-
Type: Bug
-
Resolution: Fixed
-
Priority: Unknown
-
Affects Version/s: None
-
Component/s: Configuration
-
None
We are trying to query a Mongo database hosted in Atlas from an Azure Databricks cluster.
The Atlas database is hosted in an M10 cluster with three primary nodes in AWS (the ones used by the transactional application) with an additional read-only node in Azure (the one we are trying to connect).
We already set up a peering connection between our vnet and the Atlas one, plus whitelisting the appropriate IP range. We confirmed that we can pin the read-only node using its private DNS from one of the Databricks worker nodes; we even confirmed that we can telnet the 27017 port.
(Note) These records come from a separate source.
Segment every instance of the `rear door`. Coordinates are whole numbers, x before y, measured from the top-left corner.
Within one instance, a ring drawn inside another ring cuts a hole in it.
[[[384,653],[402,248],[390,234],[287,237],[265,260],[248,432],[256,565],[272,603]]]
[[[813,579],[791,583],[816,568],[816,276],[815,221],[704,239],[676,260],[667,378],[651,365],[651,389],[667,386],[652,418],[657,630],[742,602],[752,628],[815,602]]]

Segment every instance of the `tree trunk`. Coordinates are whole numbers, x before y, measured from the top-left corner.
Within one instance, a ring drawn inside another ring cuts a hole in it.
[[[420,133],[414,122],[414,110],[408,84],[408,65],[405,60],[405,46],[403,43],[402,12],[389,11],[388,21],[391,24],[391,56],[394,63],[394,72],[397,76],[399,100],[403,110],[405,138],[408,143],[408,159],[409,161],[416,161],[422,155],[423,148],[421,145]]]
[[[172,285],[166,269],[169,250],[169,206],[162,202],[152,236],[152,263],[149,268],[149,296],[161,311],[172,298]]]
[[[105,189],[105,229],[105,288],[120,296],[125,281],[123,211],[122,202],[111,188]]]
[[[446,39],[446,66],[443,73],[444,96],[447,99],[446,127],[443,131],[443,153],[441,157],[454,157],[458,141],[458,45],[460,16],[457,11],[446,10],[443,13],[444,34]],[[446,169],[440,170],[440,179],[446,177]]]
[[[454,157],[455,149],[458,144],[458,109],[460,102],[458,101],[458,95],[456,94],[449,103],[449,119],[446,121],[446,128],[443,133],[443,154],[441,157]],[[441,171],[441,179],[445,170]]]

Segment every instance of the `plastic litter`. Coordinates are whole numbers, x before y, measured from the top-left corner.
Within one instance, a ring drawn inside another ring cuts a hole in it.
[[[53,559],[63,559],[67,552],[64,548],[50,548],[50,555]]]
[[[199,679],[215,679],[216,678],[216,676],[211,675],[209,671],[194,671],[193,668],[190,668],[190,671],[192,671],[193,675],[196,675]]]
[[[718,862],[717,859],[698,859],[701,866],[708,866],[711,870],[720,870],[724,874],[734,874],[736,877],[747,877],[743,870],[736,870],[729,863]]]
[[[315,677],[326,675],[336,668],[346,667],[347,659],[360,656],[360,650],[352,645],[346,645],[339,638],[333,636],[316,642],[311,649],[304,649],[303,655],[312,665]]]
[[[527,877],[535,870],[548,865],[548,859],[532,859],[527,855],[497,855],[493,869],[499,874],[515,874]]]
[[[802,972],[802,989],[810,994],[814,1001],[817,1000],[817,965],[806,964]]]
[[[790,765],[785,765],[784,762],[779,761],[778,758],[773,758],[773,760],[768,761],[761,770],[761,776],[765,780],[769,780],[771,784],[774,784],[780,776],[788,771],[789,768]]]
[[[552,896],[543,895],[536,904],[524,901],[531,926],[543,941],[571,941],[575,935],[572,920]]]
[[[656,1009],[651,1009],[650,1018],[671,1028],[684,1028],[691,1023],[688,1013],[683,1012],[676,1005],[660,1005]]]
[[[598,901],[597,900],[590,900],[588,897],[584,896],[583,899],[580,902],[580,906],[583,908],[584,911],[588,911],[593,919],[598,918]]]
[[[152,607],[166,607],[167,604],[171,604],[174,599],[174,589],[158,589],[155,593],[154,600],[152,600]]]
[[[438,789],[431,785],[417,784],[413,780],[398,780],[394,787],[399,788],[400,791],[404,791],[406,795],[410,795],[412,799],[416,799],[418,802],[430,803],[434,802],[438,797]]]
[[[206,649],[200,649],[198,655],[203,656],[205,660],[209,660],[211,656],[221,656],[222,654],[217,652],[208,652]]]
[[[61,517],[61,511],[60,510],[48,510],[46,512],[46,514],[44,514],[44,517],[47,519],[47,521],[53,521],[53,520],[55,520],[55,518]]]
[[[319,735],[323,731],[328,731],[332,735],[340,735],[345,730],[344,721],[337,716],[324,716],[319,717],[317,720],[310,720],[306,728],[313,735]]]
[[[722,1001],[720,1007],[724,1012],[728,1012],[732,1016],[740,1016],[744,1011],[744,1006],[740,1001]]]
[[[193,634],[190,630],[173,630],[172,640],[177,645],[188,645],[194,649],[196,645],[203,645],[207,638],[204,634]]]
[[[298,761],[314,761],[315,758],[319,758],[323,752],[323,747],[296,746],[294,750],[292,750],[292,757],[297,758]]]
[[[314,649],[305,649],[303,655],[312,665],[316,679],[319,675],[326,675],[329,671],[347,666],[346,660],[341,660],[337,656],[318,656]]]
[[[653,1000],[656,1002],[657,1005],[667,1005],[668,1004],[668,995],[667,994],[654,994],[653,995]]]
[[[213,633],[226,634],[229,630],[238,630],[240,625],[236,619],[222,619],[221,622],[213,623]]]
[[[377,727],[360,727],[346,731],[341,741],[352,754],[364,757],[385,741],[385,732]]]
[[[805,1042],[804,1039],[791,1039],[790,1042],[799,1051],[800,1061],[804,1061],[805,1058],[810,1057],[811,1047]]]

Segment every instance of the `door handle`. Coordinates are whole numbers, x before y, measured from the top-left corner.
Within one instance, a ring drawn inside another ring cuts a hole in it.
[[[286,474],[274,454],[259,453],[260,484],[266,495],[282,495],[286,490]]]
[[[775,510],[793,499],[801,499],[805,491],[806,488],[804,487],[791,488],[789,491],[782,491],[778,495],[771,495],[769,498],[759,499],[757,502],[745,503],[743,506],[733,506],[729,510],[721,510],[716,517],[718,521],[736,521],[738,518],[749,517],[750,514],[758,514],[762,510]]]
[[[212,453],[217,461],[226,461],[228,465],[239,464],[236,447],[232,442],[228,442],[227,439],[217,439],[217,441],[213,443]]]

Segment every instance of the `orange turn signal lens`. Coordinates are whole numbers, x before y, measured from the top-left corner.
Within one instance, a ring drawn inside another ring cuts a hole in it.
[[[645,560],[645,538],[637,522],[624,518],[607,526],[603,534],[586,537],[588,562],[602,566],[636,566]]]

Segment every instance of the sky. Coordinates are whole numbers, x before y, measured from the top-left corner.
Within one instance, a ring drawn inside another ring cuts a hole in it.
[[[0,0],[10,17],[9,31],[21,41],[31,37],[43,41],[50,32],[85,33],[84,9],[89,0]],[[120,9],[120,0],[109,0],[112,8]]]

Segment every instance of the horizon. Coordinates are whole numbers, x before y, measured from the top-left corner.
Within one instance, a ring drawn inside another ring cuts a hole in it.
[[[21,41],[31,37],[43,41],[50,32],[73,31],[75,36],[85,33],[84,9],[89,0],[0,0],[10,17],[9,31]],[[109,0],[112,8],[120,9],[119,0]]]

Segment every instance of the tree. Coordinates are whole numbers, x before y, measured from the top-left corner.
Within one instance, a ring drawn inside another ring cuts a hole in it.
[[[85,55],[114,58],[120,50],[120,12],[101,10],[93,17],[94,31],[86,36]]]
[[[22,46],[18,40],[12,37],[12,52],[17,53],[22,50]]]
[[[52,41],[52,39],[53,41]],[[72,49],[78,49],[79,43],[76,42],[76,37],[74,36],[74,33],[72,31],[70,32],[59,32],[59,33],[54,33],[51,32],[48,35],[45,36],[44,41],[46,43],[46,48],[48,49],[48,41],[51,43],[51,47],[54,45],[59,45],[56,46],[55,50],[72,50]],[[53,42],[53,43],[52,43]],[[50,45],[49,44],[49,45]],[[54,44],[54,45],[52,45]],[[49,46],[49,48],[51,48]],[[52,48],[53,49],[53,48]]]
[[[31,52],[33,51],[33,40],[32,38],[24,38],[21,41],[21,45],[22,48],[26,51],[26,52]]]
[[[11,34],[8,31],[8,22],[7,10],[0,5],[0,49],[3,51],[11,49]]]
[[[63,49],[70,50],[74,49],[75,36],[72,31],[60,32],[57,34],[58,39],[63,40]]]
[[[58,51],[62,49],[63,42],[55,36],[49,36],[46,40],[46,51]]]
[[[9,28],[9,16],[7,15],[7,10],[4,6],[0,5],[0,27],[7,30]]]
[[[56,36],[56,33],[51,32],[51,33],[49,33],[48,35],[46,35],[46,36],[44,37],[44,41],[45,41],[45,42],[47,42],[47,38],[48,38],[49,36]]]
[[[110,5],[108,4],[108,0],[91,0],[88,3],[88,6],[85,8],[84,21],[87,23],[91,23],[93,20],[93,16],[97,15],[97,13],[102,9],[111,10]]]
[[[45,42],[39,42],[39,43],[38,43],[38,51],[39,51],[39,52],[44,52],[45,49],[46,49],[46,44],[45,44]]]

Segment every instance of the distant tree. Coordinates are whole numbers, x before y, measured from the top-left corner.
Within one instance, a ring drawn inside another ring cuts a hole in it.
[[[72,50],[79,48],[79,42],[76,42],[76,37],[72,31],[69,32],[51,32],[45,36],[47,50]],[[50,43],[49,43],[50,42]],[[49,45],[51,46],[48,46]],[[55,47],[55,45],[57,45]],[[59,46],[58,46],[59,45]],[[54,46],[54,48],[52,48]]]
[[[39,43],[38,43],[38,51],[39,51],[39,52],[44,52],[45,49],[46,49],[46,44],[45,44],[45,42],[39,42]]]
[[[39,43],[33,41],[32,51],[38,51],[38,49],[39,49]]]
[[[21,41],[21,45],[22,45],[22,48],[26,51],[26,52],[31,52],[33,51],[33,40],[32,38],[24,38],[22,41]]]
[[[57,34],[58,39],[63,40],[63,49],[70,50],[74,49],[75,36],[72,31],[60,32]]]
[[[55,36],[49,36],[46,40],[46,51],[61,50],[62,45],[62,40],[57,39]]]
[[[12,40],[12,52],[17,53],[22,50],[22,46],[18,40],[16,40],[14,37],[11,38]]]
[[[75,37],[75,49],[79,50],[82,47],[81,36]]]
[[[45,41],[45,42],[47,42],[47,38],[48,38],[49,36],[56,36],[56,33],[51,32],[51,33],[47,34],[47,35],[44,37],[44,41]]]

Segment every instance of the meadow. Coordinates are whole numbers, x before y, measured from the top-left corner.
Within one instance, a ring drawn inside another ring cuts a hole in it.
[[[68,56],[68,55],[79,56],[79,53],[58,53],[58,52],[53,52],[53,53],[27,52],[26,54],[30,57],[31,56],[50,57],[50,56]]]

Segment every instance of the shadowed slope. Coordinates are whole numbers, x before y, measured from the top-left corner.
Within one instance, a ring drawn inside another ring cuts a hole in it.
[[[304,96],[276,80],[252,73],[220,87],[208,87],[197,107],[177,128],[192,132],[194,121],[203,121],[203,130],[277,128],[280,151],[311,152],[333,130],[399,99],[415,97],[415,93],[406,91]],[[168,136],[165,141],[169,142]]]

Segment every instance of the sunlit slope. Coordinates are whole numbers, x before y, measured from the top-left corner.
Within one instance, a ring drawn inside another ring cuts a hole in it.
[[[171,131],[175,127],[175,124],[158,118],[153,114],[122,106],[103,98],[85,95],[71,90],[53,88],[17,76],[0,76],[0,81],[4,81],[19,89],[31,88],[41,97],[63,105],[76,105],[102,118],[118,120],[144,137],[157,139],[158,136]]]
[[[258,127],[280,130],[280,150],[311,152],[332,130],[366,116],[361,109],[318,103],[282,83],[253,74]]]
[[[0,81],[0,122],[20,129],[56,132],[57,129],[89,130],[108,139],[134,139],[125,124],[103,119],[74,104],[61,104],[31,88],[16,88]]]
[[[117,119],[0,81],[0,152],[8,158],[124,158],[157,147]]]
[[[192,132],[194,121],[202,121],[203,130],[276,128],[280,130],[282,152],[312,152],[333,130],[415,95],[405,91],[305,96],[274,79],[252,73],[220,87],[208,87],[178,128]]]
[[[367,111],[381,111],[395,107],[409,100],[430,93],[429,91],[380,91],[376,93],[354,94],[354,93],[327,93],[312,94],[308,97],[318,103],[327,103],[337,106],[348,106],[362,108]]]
Even more, using pymongo from one of the workers we are able to connect to the database and query the collections.
However, when we try to connect from Databricks we get some timeout errors which appear to be related to the mongo-spark-connector not honoring the readPreferece configuration.
This is the URI we are trying to use (omitting sensitive details)
mongodb+srv://<user>:<password>@<cluster>-pri.wrmoz.mongodb.net/<database>.<collection>?tls=true&readPreference=nearest&readPreferenceTags=provider:AZURE,region:US_EAST,nodeType:READ_ONLY&readConcernLevel=local
Yet, when trying to load the data as a DataFrame and perform a simple show() we get a connection time-out error.
The stack trace of the exception shows that the driver was able to ping the desired node (while being unable to reach the AWS ones, as expected). But, neglects to connect to it since it doesn’t match the expected readPreference
primary
We also tried to specify each of the parameters as individual options, using the global cluster config, or in-code config, we also tried using both the v10.0 and the v3.0 versions of the connector.
Nevertheless, no matter what we tried we always got the same error.